Argonaut: Processing Complex Work with the Crowd
One of my favorite times of year at a company is when interns join for the summer. Internships are great avenues for those fun projects you’ve had in the back of your mind but haven’t had time to test out. Two summers ago at Locu, I had the great fortune to work with Daniel Haas, a grad student at Berkeley’s AMP Lab. His three months of work laid the foundation for a paper on a framework called Argonaut that he and Lydia Gu, my Locu/GoDaddy colleague who joined the project, are presenting today at VLDB.
While we primarily used Argonaut for structured data extraction, Argonaut’s concepts can be applied to other areas of complex crowd work. It’s amazing to think our learnings come from over half a million hours of worker contributions. Without them, none of these learnings would be possible.

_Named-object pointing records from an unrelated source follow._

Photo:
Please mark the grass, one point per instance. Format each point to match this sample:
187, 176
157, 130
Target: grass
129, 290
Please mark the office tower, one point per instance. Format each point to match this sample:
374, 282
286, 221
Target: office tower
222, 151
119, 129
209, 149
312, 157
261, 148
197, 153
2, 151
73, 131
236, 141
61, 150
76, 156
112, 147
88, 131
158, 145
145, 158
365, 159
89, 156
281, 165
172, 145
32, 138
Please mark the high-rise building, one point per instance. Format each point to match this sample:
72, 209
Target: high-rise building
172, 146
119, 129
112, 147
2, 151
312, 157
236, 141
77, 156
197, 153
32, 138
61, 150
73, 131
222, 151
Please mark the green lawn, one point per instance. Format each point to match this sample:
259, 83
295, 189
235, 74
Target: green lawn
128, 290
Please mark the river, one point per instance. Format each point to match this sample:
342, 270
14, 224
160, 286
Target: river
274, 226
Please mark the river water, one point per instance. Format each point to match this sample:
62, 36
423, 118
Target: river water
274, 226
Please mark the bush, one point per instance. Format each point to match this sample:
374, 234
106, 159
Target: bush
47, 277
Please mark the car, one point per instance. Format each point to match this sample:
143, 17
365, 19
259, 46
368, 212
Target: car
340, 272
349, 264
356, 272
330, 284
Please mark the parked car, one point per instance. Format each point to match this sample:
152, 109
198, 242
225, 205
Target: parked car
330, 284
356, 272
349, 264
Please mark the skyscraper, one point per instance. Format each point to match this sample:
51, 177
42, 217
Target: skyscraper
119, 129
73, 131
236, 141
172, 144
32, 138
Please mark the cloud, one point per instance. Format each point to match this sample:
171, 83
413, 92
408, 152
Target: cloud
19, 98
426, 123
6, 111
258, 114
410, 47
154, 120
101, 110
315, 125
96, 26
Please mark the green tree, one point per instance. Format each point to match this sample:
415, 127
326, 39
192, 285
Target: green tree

As a sneak peak, I’ll highlight a few fun learnings we report on in more detail in the paper. I’ll also editorialize a bit on what I think the findings mean for crowd work, especially as people do more interesting and complex things with it. Here’s the scoop:
Complex work. Traditionally in crowd work, we’re told to design microtasks: simple yes/no or multiple choice questions that are well defined. You can imagine this is pretty dehumanizing and not inspiring to workers. With the Argonaut model, we send large, meaty tasks to workers. Tasks might take upward of an hour to complete, and are generally easier to design since there’s no microtask decomposition to think about. They are closer to what you’d imagine knowledge work being like: we trust humans to do what they’re good at on challenging tasks.
Review, don’t repeat. To avoid workers making mistakes in traditional microtask work, we send multiple workers each task, and use voting-based schemes (like majority vote or expectation maximization) to identify the correct answer. With Argonaut, we do something different: only one worker completes each complex task. Entry-level workers are sometimes reviewed by trusted ones, which allows us to catch mistakes, and also allows us to send tasks back to workers so that they can correct them and learn by example. In the paper we show that review works: a large majority of tasks that are reviewed end up of higher quality, and workers get to see how to improve their own work, unlike the opaque voting-based schemes of the microtask world.
Spotcheck with help from models. The technical heart of the Argonaut paper is a TaskGrader model. We built a regression on a few hundred features of each task, like the worker’s previous work history, the length of the task, the time of day in the worker’s timezone, etc. The regression predicted, based on these features, how much a review might change/improve a worker’s work. Given a fixed budget for review or a fixed number of reviewers, we can now identify which tasks the reviewers should look at for maximal task quality improvement. In the paper, we find that for a practical review budget, you can catch around 50% more errors with the same amount of review, just by pointing reviewers at the tasks that will benefit most from their attention.
Optimizing for longevity and upward mobility changes everything. One topic/hypothesis that doesn’t receive enough attention in the paper is that having long-term relationships with crowd workers changes everything. Half of the crowd workers contributed to our system for more than 2.5 years. The ones that performed the best ended up being promoted to reviewer status, and were selected to do more interesting work when it came up. This had pretty drastic effects on our worker and task models. Hidden in Figure 7 of the paper is a neat finding: almost the entirety of the predictive power of the TaskGrader comes from task-specific features. Worker-specific features on their own don’t appear to be too predictive: by the time you establish long-term relationships with workers, the discerning properties of a task’s quality are not the trusted people you’re working with, but the difficulty of the task they are completing. This is in stark contrast to traditional microtask crowd work, where the most celebrated work quality algorithms identify the trusted workers and weigh their responses more heavily.
While this paper brings us to the tip of the iceberg of complex work and hierarchical machine-mediated review, there are a ton of questions we have yet to answer. Most important to me are questions around just how complex of work we can do with these models. Can we support high-quality creative and analytical tasks beyond structured data extraction? How generalizable is the TaskGrader to other tasks? Finally, what does it mean for crowd work if longevity and upward mobility matter as much as they do in traditional employment scenarios?